Ethiopia is often compared to India and has soaked up a lot of both Indian and Arabic influence in its dress, language, architecture and music, thanks to the trade routes that connect it to the asian continent, making it even more fascinating than the average African country. (continued below)

For me travel is so much more about the journey and though it might be a little uncomfortable at times, I feel the experience of being another person using public transport endears you to local people in a way that so often restores my faith in humanity and allows me for just a brief while to be accepted as part of culture that my skin mostly leaves me outside of. 

 

Such was the experience with the Toyota. After three minibuses (local transport) and seven hours on the road, I waited for a last ride of 64km to Lalibela, which I had been told wasn't possible, that I'd have to wait until morning, but so had I been told the same thing before every bus to every place since I'd started that morning so I didn't pay much notice. I waited on the corner of the turn off to my destination, munching on some roasted barley I'd just bought, when a ute turned up and I again used my very sophisticated "(pointing-) Lalibela?!” sign language to communicate my needs.

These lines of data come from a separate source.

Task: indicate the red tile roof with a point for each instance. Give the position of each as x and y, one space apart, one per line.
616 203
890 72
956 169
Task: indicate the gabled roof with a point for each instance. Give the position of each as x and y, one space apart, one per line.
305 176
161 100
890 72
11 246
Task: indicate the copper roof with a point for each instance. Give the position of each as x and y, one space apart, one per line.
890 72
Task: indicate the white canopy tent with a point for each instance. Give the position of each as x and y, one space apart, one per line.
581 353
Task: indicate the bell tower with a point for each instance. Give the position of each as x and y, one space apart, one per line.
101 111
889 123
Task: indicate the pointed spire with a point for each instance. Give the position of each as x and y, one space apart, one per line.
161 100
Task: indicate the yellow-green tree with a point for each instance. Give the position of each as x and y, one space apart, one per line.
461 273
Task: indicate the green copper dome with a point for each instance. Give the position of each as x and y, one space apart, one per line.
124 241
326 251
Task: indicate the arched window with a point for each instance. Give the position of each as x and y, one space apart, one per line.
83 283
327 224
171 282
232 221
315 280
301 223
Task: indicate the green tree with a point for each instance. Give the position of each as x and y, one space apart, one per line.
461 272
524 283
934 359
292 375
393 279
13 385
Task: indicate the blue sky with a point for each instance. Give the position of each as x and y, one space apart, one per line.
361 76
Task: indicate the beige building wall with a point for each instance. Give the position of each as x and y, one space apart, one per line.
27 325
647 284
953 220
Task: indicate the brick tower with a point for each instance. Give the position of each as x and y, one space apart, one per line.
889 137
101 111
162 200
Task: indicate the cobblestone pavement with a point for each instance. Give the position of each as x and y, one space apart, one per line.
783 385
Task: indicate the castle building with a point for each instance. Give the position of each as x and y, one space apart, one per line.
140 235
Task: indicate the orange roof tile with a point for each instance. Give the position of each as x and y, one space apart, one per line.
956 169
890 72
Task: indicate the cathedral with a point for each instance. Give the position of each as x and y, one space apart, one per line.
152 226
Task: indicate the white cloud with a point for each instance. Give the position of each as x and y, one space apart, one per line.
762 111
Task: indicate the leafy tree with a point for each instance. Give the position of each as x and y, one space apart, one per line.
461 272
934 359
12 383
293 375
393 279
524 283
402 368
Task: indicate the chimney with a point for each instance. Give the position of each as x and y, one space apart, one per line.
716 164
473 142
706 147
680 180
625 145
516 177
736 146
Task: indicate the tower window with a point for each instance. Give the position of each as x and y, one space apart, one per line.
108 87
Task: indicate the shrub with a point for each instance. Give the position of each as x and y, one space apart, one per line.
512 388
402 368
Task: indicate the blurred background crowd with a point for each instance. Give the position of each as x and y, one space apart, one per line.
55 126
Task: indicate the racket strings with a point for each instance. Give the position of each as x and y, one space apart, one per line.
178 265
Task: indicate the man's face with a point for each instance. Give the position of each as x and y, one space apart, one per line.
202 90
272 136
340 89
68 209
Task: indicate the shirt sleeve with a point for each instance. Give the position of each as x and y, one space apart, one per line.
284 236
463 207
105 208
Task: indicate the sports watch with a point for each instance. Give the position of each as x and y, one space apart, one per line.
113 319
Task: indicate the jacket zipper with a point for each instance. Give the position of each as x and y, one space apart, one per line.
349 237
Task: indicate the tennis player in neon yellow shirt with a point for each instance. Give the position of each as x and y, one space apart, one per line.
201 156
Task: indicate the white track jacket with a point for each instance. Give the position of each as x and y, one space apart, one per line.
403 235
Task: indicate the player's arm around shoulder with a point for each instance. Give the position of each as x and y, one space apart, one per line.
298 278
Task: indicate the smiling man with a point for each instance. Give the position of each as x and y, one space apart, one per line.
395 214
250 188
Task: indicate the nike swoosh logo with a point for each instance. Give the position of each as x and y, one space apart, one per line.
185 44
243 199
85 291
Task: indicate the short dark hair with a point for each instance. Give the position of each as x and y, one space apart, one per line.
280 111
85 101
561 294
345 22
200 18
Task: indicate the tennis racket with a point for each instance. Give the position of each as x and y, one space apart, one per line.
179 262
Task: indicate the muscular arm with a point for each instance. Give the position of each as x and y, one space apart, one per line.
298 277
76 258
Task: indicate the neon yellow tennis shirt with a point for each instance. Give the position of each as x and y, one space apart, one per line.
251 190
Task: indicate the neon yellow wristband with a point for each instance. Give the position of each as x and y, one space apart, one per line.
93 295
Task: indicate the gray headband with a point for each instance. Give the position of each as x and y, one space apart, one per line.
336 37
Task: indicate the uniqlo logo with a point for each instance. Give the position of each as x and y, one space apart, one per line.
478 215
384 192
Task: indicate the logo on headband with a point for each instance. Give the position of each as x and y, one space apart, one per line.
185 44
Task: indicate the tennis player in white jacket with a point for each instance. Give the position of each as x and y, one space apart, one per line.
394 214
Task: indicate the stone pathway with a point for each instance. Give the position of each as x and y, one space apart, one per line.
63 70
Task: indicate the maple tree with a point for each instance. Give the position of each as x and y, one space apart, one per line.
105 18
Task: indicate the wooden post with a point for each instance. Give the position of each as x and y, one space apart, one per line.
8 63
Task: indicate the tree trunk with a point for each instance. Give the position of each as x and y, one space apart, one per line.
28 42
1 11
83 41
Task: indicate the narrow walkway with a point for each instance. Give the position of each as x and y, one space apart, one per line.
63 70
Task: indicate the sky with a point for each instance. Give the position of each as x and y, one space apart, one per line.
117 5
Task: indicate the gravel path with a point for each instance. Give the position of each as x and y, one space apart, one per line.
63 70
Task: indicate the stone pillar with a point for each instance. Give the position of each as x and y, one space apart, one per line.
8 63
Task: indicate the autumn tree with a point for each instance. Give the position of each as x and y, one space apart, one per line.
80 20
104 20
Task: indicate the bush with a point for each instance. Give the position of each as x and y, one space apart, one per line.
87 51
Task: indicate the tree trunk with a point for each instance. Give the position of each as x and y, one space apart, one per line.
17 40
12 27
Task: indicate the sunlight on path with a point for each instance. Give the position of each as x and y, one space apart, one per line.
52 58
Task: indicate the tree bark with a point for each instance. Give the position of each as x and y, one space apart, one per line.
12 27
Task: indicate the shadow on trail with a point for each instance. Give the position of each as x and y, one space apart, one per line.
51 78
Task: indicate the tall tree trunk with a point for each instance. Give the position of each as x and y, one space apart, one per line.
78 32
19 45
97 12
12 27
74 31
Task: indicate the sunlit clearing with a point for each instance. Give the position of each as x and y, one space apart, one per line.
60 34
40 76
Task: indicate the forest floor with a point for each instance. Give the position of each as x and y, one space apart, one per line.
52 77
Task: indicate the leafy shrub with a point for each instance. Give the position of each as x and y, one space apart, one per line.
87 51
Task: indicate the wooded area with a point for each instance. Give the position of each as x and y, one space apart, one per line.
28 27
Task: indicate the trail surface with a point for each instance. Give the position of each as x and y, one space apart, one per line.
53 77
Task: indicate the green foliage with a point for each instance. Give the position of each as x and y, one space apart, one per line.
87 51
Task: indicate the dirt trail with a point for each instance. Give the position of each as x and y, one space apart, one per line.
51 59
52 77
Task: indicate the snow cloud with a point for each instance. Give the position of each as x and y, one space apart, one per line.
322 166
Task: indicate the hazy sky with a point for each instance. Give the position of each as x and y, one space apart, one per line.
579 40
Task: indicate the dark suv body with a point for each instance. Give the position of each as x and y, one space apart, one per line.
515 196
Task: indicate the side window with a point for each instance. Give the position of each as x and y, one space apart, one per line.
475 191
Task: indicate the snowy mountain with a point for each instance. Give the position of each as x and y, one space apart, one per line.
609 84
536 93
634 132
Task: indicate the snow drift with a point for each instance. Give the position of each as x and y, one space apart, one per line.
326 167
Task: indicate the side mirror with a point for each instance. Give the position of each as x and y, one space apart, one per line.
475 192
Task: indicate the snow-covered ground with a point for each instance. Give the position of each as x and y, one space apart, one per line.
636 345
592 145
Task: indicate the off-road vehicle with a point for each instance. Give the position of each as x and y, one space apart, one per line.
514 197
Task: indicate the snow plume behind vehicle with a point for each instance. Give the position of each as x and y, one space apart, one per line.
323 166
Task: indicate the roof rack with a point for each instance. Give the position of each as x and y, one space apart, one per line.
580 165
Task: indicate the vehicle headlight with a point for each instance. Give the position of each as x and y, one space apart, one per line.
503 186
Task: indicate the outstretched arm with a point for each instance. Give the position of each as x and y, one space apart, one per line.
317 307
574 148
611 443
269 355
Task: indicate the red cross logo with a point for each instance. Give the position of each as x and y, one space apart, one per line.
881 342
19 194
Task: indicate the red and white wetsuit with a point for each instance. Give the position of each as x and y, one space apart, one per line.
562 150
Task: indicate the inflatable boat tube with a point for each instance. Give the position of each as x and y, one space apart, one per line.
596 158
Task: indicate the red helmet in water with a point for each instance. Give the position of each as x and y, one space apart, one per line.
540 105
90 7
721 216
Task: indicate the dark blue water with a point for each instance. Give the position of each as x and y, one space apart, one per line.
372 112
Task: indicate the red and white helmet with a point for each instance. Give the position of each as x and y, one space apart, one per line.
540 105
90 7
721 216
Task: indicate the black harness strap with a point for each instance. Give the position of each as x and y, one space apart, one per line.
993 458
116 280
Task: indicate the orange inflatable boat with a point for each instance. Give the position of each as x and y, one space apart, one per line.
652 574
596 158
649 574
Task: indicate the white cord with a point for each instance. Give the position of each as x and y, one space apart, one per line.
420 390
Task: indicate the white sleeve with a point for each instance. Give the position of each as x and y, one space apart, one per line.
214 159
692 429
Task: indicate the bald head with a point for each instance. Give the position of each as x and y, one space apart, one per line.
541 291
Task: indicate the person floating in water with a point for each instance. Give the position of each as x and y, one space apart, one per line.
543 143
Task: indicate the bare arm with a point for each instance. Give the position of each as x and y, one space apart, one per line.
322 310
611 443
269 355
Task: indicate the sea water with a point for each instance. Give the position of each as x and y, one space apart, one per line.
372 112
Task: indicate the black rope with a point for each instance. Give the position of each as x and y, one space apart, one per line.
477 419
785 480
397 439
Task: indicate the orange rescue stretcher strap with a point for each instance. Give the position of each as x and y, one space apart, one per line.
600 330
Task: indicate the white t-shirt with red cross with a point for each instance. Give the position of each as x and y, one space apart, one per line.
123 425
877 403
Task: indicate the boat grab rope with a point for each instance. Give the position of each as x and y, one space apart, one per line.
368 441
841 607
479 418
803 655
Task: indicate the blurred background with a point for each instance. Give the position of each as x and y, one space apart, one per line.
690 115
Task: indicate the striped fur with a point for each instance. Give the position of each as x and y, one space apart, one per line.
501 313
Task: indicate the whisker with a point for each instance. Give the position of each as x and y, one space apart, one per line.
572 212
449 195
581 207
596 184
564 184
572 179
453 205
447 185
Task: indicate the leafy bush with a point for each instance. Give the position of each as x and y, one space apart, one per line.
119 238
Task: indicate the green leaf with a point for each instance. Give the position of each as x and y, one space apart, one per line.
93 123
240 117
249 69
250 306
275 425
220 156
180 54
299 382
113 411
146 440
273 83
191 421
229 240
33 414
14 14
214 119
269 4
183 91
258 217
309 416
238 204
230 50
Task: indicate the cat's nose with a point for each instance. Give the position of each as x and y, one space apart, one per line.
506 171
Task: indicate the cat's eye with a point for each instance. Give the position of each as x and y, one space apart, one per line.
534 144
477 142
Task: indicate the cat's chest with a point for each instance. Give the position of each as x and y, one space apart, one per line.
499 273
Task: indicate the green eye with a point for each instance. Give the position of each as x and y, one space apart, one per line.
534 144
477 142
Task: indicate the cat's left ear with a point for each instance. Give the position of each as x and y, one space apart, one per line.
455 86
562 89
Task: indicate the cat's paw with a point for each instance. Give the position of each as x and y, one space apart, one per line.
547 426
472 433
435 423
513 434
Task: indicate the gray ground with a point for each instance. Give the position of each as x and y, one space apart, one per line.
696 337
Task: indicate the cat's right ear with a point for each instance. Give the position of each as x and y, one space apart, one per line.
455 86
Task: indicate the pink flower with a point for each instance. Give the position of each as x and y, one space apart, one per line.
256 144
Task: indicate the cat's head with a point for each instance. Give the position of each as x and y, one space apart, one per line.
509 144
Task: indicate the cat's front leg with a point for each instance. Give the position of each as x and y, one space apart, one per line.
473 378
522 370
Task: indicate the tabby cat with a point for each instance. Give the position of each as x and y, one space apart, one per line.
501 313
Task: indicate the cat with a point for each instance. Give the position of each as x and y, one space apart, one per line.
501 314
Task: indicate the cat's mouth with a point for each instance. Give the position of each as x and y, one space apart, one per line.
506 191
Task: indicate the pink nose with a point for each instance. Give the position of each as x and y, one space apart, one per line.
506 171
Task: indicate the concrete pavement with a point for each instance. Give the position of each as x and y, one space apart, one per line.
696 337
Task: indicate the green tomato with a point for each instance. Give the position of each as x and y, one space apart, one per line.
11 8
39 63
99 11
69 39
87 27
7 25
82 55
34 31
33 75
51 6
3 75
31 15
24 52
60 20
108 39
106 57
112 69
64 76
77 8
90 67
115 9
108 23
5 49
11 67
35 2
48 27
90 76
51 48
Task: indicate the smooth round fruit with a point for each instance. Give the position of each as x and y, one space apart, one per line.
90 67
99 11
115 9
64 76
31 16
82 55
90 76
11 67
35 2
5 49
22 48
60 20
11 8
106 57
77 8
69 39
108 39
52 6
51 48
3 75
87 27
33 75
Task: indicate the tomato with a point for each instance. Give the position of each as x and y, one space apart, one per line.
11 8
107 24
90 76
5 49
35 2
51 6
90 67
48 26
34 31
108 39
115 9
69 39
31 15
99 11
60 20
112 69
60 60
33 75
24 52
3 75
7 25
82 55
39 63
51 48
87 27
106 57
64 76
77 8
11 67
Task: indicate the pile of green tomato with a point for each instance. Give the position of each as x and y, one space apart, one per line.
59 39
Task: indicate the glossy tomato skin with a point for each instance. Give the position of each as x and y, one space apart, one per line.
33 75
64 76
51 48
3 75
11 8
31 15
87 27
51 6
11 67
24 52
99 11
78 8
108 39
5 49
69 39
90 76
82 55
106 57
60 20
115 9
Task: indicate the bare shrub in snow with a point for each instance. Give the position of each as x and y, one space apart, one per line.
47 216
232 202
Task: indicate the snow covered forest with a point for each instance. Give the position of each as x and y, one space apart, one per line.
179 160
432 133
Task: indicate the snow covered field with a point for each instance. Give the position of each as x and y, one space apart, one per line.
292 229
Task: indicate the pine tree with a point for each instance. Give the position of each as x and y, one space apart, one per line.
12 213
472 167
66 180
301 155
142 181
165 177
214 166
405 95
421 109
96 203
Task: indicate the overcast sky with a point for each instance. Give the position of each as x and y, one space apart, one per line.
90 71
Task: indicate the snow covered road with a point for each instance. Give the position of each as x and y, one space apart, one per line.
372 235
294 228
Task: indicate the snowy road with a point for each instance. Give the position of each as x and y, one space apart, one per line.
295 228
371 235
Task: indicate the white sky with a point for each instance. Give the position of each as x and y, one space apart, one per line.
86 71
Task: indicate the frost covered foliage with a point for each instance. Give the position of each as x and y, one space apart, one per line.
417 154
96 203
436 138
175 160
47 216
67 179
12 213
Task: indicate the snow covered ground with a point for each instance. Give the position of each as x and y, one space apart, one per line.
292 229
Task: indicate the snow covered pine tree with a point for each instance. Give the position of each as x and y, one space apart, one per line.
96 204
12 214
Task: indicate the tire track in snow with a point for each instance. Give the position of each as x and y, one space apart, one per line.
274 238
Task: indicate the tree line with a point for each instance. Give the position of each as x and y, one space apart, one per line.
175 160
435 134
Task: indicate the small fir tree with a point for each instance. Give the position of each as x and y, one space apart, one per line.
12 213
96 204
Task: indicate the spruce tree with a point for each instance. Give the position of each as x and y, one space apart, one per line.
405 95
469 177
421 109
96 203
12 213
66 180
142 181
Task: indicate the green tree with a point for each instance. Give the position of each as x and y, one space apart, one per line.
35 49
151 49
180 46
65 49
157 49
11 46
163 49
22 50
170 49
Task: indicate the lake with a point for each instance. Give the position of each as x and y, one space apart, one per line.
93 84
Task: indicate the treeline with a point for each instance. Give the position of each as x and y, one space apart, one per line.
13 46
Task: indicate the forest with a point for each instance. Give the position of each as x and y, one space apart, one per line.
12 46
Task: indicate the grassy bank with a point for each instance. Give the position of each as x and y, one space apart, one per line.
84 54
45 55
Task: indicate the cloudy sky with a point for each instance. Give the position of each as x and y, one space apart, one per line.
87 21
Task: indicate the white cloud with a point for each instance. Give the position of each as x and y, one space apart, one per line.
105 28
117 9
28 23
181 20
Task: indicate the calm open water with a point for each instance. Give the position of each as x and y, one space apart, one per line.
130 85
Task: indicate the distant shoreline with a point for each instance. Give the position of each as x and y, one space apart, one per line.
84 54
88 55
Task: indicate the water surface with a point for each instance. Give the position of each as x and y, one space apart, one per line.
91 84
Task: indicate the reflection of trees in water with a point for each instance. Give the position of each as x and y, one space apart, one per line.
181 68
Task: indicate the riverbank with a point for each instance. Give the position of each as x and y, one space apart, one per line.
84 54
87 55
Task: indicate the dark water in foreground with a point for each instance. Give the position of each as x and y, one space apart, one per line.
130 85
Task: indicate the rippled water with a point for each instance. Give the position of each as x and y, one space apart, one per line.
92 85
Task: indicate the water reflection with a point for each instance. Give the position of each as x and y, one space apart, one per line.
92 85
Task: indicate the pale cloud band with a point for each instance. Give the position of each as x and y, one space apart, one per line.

The man wanted 200 birr ($10) and was totally uninterested in bargaining, luckily another local man asked me where I was going and asked again for me, at which point they said I could pay 100 birr if I rode in the back, which I was happy to do (though less so when I found out everyone else was paying fifteen). 

 

It was a bit of a tough journey, excessively bumpy along a winding dirt road that kicked up a huge amount of dust that left me looking extremely Oliver-twist-esque, and that was before it started to rain, but my three companions made it pretty wonderful: Two men and a young woman with a little toddler strapped to her back. She held onto my leg through the journey to steady herself while the other men held onto her shoulder to keep her from knocking around too much. About half way through she wrapped her thin scarf around my head to keep the dust from my eyes and frequently patted my knee and gave me a thumbs up. We all laughed together as we were thrown in the air over particularly violent bumps, or local kids screamed FIRENZE (foreigner) after the car at me, and they saw my obvious embarrassment. 

 

The older man shared his warm shawl with me as the afternoon light faded and it got a little cooler as we approached Lalibela, and for once, I felt the way I do in India, as if I was home. It's a feeling of kindness, humanity and community that I never feel in the western world with all our walls and barriers and social divides, and it brings me a deep, deep, all-encompassing joy that feels quite addictive, it is for these moments that I have such a deep desire to travel.